More than 1,300 Massachusetts babies, or about 17.5 per 1,000 hospital births, were born with narcotics in their system in 2013 - more than triple the national rate of five babies out of every 1,000 births, according to a report in The Boston Globe.
The federal numbers are also higher than the state's count of 128 babies born with drug dependence in 2013.

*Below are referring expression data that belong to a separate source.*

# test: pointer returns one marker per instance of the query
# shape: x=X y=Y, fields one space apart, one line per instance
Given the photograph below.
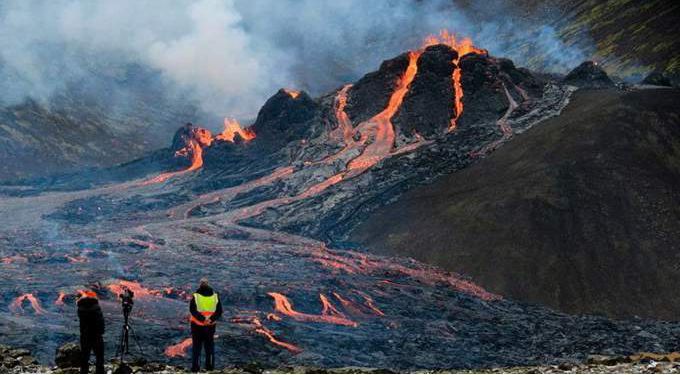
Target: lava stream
x=194 y=150
x=179 y=349
x=17 y=305
x=329 y=314
x=135 y=287
x=503 y=124
x=60 y=299
x=259 y=328
x=381 y=124
x=231 y=128
x=462 y=47
x=292 y=93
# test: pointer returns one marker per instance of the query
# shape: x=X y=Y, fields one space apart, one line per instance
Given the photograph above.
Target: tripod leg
x=134 y=337
x=127 y=339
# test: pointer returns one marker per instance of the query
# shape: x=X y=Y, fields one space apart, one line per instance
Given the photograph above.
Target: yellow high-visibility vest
x=206 y=306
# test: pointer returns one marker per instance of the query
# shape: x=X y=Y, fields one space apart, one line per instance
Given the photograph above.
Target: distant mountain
x=248 y=206
x=109 y=118
x=631 y=38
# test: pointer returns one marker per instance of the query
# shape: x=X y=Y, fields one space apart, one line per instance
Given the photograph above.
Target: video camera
x=127 y=300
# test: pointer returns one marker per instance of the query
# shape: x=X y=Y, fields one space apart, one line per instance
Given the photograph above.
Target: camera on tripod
x=127 y=300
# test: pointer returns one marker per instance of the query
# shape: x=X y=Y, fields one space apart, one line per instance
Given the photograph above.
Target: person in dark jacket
x=91 y=331
x=206 y=309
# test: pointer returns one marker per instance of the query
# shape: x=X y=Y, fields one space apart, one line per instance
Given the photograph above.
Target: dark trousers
x=88 y=344
x=202 y=337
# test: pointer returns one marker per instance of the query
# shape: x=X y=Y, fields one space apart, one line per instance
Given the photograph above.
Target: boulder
x=68 y=355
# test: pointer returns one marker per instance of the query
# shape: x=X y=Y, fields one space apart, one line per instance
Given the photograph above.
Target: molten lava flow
x=462 y=47
x=368 y=301
x=17 y=305
x=14 y=259
x=193 y=150
x=292 y=93
x=259 y=328
x=231 y=128
x=359 y=263
x=382 y=122
x=344 y=124
x=329 y=314
x=503 y=125
x=136 y=288
x=60 y=299
x=178 y=350
x=368 y=308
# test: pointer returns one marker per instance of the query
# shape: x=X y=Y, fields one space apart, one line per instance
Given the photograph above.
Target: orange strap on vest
x=88 y=294
x=207 y=315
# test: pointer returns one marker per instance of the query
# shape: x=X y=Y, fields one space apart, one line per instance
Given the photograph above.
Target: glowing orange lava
x=231 y=128
x=178 y=350
x=462 y=47
x=292 y=93
x=135 y=287
x=60 y=299
x=17 y=305
x=259 y=328
x=329 y=313
x=382 y=122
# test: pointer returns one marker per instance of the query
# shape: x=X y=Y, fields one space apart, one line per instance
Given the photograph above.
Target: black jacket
x=207 y=292
x=91 y=317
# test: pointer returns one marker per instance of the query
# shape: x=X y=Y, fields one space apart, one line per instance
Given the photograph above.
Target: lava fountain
x=17 y=305
x=462 y=47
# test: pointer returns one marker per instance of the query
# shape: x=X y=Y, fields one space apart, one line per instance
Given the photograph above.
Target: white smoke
x=230 y=54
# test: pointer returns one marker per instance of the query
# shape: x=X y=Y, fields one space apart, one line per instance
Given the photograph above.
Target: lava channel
x=328 y=315
x=17 y=305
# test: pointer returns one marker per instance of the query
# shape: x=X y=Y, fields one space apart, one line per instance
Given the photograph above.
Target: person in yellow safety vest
x=206 y=309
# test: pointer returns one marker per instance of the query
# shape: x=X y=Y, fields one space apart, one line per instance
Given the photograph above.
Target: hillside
x=580 y=214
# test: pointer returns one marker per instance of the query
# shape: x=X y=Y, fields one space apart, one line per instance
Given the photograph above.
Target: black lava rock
x=657 y=79
x=284 y=118
x=68 y=356
x=588 y=75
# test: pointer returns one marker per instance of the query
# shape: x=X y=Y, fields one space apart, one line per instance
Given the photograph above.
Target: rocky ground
x=17 y=361
x=252 y=215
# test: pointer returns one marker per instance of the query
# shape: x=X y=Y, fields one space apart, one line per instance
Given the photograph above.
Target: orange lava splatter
x=231 y=128
x=329 y=314
x=292 y=93
x=60 y=299
x=17 y=305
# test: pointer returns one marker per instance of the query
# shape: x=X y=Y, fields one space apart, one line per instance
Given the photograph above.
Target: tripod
x=124 y=345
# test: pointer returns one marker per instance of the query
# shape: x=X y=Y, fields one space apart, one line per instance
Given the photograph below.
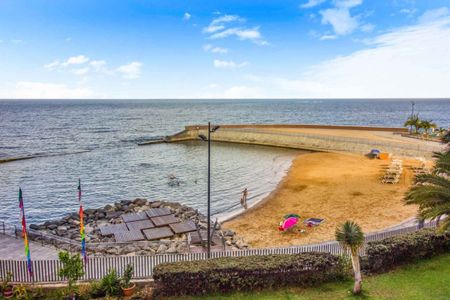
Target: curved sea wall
x=266 y=135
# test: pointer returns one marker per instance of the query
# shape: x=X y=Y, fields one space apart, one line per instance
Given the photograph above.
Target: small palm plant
x=351 y=238
x=414 y=121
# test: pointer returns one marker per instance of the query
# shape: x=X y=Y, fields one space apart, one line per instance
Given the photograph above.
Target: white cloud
x=98 y=65
x=407 y=62
x=80 y=71
x=408 y=11
x=219 y=23
x=76 y=60
x=224 y=64
x=187 y=16
x=214 y=49
x=52 y=66
x=434 y=15
x=217 y=29
x=327 y=37
x=312 y=3
x=131 y=70
x=367 y=27
x=41 y=90
x=340 y=19
x=347 y=3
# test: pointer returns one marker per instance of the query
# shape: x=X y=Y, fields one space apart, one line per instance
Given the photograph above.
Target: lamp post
x=204 y=138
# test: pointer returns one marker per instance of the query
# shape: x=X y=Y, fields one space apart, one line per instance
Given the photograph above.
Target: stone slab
x=139 y=225
x=164 y=220
x=183 y=227
x=158 y=233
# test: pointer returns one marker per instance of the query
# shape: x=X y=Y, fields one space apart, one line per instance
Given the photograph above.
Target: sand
x=333 y=186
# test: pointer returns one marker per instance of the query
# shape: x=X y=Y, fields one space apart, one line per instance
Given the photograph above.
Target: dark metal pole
x=209 y=189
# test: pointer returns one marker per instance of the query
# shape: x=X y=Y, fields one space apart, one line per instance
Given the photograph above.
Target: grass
x=427 y=279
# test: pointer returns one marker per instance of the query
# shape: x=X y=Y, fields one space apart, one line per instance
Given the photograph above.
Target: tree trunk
x=357 y=271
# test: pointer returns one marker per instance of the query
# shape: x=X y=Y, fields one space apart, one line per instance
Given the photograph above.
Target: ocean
x=96 y=141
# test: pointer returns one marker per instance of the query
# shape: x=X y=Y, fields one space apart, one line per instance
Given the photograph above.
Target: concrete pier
x=354 y=139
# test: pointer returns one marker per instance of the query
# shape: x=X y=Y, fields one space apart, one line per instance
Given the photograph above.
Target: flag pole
x=24 y=234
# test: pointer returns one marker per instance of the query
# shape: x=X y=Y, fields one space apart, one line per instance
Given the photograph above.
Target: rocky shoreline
x=64 y=233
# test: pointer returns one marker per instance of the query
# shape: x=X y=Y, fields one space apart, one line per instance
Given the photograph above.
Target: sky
x=224 y=49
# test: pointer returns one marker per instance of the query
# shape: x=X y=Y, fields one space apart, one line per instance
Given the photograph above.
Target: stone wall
x=256 y=135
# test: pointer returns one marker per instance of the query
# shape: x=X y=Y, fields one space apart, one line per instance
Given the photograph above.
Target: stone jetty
x=64 y=233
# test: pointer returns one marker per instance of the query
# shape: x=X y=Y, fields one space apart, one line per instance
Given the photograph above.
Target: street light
x=208 y=139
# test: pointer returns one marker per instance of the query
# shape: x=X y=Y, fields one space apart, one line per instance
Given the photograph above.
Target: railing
x=97 y=267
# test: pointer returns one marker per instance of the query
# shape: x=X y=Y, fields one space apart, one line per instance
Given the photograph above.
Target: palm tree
x=351 y=238
x=413 y=121
x=432 y=194
x=427 y=125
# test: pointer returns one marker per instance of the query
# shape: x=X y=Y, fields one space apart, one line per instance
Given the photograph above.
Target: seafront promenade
x=352 y=139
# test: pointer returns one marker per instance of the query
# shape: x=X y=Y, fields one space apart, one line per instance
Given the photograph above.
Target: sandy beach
x=333 y=186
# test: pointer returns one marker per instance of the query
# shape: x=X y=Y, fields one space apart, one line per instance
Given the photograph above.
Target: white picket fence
x=47 y=270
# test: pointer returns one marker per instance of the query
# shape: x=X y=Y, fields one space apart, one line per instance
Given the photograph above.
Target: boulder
x=34 y=227
x=161 y=249
x=52 y=226
x=109 y=207
x=156 y=204
x=140 y=202
x=113 y=251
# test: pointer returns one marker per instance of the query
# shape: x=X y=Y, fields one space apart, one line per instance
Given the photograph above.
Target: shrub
x=110 y=284
x=228 y=274
x=72 y=268
x=127 y=275
x=393 y=251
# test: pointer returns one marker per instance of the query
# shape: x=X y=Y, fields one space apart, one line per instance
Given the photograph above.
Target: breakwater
x=354 y=139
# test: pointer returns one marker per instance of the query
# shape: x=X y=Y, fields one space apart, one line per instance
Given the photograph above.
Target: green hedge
x=384 y=255
x=229 y=274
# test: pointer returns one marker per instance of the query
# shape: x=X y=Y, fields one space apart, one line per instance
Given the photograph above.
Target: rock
x=229 y=232
x=189 y=214
x=89 y=211
x=162 y=248
x=109 y=207
x=156 y=204
x=140 y=202
x=126 y=202
x=113 y=251
x=34 y=227
x=52 y=226
x=172 y=249
x=113 y=214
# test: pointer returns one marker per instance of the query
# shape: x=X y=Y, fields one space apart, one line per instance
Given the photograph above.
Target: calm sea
x=97 y=142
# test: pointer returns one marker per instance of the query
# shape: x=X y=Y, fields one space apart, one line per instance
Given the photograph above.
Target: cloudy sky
x=225 y=49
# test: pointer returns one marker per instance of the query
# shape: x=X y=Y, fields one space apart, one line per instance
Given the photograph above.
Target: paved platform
x=13 y=249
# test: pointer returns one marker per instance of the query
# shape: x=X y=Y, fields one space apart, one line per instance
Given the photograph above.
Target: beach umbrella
x=291 y=215
x=288 y=223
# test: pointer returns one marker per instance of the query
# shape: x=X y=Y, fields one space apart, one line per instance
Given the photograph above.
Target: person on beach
x=244 y=198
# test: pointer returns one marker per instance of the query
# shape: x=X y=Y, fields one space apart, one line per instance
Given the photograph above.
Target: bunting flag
x=24 y=233
x=83 y=237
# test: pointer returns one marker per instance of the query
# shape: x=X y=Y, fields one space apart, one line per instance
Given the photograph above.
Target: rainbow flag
x=83 y=237
x=24 y=233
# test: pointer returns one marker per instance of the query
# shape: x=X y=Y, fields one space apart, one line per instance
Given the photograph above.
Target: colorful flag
x=83 y=237
x=24 y=233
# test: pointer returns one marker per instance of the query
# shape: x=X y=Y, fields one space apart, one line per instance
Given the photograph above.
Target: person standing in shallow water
x=244 y=198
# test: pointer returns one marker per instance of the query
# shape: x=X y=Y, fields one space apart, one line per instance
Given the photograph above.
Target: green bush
x=110 y=284
x=385 y=254
x=228 y=274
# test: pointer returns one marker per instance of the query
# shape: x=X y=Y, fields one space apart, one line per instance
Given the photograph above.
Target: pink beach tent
x=288 y=223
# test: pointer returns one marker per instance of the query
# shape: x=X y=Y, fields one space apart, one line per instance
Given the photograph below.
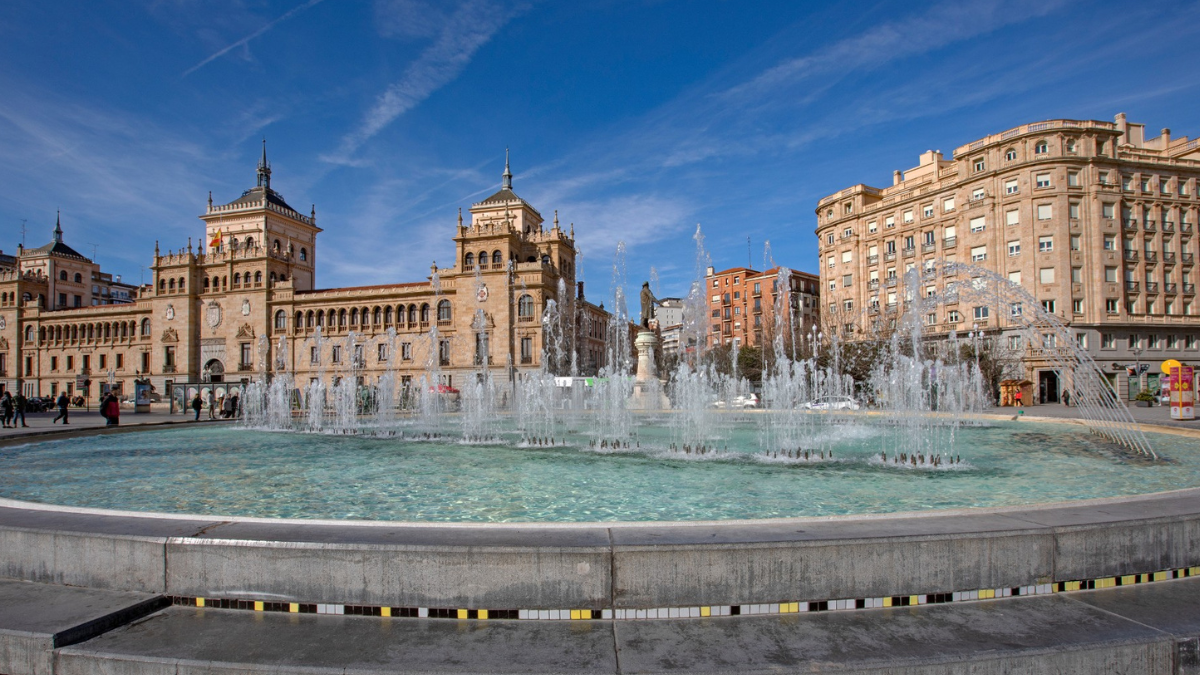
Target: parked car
x=738 y=402
x=833 y=402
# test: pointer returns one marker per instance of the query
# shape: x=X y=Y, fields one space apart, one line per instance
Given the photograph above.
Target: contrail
x=265 y=28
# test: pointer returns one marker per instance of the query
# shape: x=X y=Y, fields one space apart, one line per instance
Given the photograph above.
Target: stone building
x=743 y=304
x=1093 y=219
x=220 y=312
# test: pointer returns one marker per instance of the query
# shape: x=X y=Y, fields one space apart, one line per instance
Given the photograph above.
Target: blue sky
x=636 y=120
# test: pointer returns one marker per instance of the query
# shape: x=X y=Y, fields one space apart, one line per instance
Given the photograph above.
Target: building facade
x=1092 y=219
x=207 y=312
x=744 y=304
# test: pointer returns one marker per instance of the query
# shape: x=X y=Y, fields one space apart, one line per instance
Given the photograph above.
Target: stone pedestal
x=647 y=388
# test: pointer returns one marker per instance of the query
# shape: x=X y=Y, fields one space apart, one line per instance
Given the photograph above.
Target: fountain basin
x=603 y=567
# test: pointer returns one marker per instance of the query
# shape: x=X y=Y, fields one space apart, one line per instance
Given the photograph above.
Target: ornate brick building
x=204 y=315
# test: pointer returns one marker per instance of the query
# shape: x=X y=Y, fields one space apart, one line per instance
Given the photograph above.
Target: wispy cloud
x=245 y=41
x=465 y=31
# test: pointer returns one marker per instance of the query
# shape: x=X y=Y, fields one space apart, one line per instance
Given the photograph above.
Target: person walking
x=6 y=408
x=64 y=404
x=22 y=402
x=111 y=408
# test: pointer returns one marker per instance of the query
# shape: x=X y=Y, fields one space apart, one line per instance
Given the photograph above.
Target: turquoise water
x=226 y=471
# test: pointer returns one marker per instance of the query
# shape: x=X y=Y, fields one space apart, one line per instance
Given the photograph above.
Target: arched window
x=525 y=306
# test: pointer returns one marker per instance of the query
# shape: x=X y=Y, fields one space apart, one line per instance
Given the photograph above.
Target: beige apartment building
x=1092 y=219
x=204 y=317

The state's figures are based on cases reported to the Department of Children and Families, while the federal figures are based on reports by 42 Massachusetts hospitals.
If the numbers are incorrect, the problem cannot be properly addressed, said Dr. Elisha Wachman, a neonatologist at Boston Medical Center who specializes in treating addicted babies and is involved in an effort by Massachusetts hospitals to determine the prevalence of drug-exposed babies and to improve their care.
Reasons for the high rates of opiate abuse in New England range from overprescribing by doctors and drug dealers in major urban areas recognizing untapped markets to a lack of detox beds and treatment programs. Also, as oxycodone abuse has dropped, suppliers have increased the availability of low-cost heroin.
Dr. Alan Picarillo, chief of neonatology at UMass Memorial Healthcare and co-leader of the state hospital collaborative to improve care for drug-exposed babies, said the number of pregnant women in the region using prescription opiates is much higher than the rest of the country.